The reggae singer, who is part owner of a medical marijuana company, exalts the drug's benefits in "Medication," which appears on his newly released album "Stony Hill."
It's his first solo record in 12 years, but don't call it a comeback. Marley said it's the natural next step after years working on collaboration albums.
In an interview with the Associated Press, Marley talks about managing his burgeoning cannabis career, working with Jay-Z for the first time and growing up in privileged Jamaica.
Remarks have been edited for clarity and brevity.
AP: You're featured on Jay-Z's new album in the song "Bam." You shot some of the video in Jamaica. What was the experience like?

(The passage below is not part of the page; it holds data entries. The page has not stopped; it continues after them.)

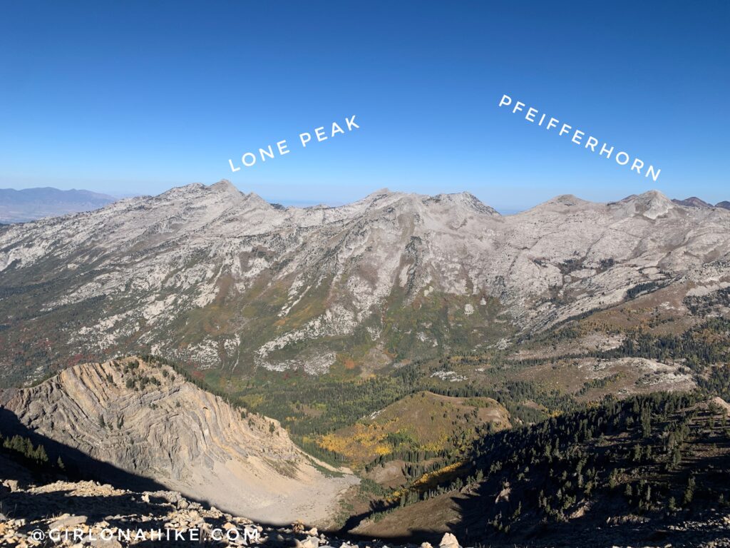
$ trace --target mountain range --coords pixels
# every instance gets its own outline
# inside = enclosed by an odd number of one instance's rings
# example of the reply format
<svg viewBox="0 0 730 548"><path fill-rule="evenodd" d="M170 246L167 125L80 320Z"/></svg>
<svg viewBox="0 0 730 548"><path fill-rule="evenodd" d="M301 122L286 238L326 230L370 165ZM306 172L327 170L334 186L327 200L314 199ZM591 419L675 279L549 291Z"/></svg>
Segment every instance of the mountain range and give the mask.
<svg viewBox="0 0 730 548"><path fill-rule="evenodd" d="M4 382L120 349L245 376L506 346L637 288L699 291L729 236L730 212L653 191L503 216L468 193L284 208L190 185L2 229Z"/></svg>
<svg viewBox="0 0 730 548"><path fill-rule="evenodd" d="M0 435L369 539L711 543L728 317L730 211L693 199L188 185L0 227Z"/></svg>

Marley: I'm a fan of his music, so I was honored to be invited to be a part of the album. We actually did a recording in Los Angeles. He invited me to come by the studio for a few hours, and he kind of already had an idea of what he wanted for the hook. He said, "Go ahead, freestyle and have fun on the track." ...They kind of constructed my verse using lines from my freestyle. It was a fun session, and it was cool being around him. We spent two days in Jamaica showing him around, catching visuals for the project.
AP: It's been 12 years since you released a solo album.

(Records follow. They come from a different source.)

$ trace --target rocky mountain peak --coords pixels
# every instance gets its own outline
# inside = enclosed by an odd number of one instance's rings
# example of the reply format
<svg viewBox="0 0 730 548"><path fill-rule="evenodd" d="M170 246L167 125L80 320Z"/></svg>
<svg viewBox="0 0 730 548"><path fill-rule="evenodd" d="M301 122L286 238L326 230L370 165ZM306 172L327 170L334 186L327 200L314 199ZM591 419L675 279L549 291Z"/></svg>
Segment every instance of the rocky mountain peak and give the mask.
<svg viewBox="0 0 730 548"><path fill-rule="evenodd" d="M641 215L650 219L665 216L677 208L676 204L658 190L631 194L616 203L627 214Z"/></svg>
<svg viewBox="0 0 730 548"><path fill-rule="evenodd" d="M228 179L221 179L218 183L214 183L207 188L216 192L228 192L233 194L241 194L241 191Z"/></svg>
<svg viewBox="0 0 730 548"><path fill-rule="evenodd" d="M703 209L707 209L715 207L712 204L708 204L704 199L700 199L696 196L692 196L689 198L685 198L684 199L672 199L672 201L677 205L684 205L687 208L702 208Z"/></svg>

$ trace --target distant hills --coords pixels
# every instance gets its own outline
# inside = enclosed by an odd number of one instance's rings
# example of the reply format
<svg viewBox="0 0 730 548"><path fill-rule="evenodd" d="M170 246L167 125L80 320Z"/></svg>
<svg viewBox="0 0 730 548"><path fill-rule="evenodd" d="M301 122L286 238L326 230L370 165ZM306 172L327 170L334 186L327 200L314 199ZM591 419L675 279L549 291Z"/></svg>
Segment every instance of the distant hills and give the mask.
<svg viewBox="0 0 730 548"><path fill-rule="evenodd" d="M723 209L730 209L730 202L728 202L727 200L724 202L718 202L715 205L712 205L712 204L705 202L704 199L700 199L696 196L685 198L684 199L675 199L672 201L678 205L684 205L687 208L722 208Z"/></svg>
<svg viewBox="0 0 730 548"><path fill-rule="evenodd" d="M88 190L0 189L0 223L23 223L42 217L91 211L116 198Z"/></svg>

Marley: What's really been happening is that I've been in the studio working on other projects. I did an album with Nas called "Distant Relatives." I was part of another project called SuperHeavy, which was also featuring Mick Jagger, Dave Stewart, Joss Stone and A.R. Rahman. I've been busy over the years, just not necessarily on my solo album.

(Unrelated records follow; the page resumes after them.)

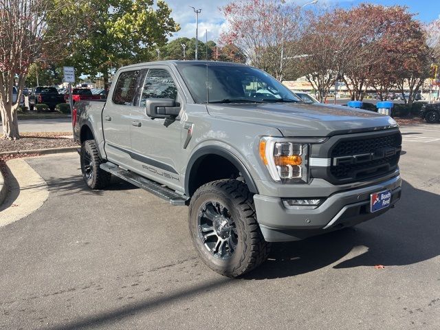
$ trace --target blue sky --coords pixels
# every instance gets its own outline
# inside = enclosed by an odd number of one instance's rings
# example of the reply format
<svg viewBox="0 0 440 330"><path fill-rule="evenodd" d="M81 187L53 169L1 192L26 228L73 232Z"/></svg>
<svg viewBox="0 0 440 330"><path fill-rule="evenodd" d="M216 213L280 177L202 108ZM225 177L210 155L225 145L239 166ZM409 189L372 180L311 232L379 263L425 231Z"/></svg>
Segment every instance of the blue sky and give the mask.
<svg viewBox="0 0 440 330"><path fill-rule="evenodd" d="M205 39L205 32L208 30L208 39L216 41L220 31L225 28L225 21L219 7L223 6L230 2L230 0L166 0L173 9L172 16L175 20L180 23L181 30L175 34L173 38L179 36L195 36L195 14L190 6L196 8L201 8L202 11L199 16L199 37ZM288 2L295 2L302 5L309 1L307 0L286 0ZM362 1L355 0L318 0L320 6L338 6L343 8L350 8L362 2L382 4L385 6L401 5L406 6L411 12L418 13L417 19L428 23L440 15L440 1L439 0L377 0ZM315 6L315 5L309 5Z"/></svg>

AP: Can you tell me a little bit about the song "Medication"?
Marley: This song is talking about marijuana.In some of the lines its sounds like I'm speaking to a lady. But at the same time, it's really about the herb. Since it's become accepted in a lot of places, a lot more research has been done on the medicinal properties of the plant. There's a lot of great research and great promise being shown, so we wanted to highlight that in the song.
AP: Why name the album "Stony Hill"?
Marley: I choose "Stony Hill" as the name of the album to reflect my upbringing. The neighborhood I grew up in from when I was around 5-years-old to when I was around 15 or 16. It's the more privileged part of Jamaica. In the album, we're trying to speak about that journey ... my father came from the ghetto and was able to have a child like myself who was born and raised in an uptown, privileged area.
AP: You have your medical marijuana company, Stony Hill Corp. How did that come about?
Marley: Well it came about first and foremost of just being so closely involved with marijuana over the years as part of our culture. Marijuana has been such a big part of our lives even way before it was made legal in certain places. I think it's only right that we partake in the business now.
AP: Many of the new songs resonate within the American political system.
Marley: More so in a global system, which America is a part of. Nowadays when you think about the news, we're exposed to what's going on everywhere. We're not really isolated anymore. When something happens in France, or in England, or in Africa or wherever it happens, you hear about it quickly. It's us being aware of what's going on in our world today.